The performance of collection jobs using custom packages depends on the optimization of those packages. Ensure that the packages are optimized for the scale of deployment before uploading them to Cisco Crosswork. For information on how to validate custom MIBs and YANGs that can be uploaded to Crosswork Network Controller, see Use Custom MIBs and Yangs on Cisco DevNet.

Procedure

Step 1

From the main menu, choose Administration > Data Collector(s) Global Settings > Custom packages.

Step 2

In the Custom packages page, click Add icon.

Step 3

In the Add custom packages window that appears, select the type of package you want to import from the Type drop-down.

Step 4

Click in the blank field of File name to open the file browser window and select the package to import and click Open.

Step 5

Add a description of the package in the Notes field.

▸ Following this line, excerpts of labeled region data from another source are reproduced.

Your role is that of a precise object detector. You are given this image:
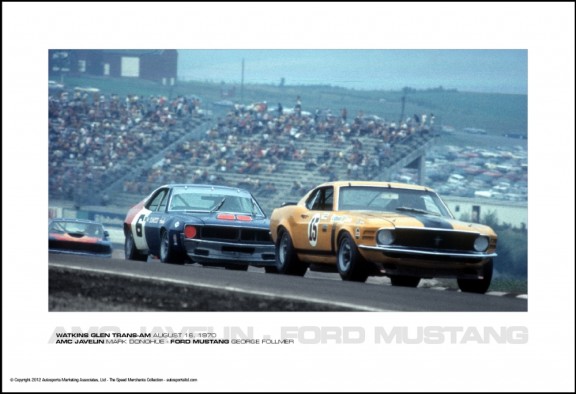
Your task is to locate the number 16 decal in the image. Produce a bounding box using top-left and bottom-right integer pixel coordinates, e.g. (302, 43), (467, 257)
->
(308, 213), (320, 246)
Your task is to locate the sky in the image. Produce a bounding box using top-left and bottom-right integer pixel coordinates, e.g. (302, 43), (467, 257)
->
(178, 49), (528, 94)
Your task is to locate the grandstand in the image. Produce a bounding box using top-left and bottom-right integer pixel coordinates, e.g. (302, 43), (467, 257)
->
(49, 88), (435, 214)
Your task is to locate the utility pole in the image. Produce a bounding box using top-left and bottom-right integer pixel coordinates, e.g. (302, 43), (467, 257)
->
(398, 87), (408, 127)
(240, 59), (244, 103)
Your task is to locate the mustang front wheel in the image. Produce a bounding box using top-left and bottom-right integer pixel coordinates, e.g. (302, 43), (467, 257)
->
(336, 233), (368, 282)
(276, 230), (308, 276)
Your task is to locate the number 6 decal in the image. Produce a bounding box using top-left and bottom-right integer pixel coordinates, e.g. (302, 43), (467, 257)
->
(308, 213), (320, 246)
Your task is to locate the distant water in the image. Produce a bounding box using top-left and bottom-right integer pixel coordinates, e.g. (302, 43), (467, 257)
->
(179, 50), (527, 94)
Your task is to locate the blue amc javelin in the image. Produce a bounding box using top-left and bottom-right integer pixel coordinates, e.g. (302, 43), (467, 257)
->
(124, 184), (275, 272)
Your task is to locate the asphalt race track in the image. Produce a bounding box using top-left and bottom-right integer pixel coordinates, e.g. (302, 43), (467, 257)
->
(49, 254), (528, 312)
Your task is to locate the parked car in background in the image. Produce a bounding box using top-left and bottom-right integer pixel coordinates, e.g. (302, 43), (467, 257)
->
(270, 182), (497, 293)
(48, 218), (112, 258)
(124, 184), (275, 270)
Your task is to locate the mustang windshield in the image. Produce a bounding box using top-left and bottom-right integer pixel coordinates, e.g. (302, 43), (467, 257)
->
(338, 186), (452, 217)
(168, 187), (264, 216)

We recommend including a unique description for each package to easily distinguish between them.

Step 6

Click Upload.

Step 7

Restart all the impacted services to get the latest custom MIB package updates.
Delete Custom Package

When you remove a custom package from Cisco Crosswork, all YANG and XAR files are automatically deleted. Removing custom packages affects all collection tasks that rely on the custom package.

Follow the steps to delete a custom package:

Procedure

Step 1

From the main menu, choose Administration > Data Collector(s) Global Settings > Custom Packages.

Step 2

From the list displayed in the Custom Packages pane, select the package you want to delete and click Delete icon.

Step 3

In the Delete Custom Package window that appears, click Delete to confirm.

Configure Global Parameters

The Global Parameters window allows you to update the port across all the data collectors in the network.


Note
These settings can only be accessed by an admin user.

Procedure

Step 1

From the main menu, navigate to Administration > Data Collector(s) Global Settings > Global Parameters.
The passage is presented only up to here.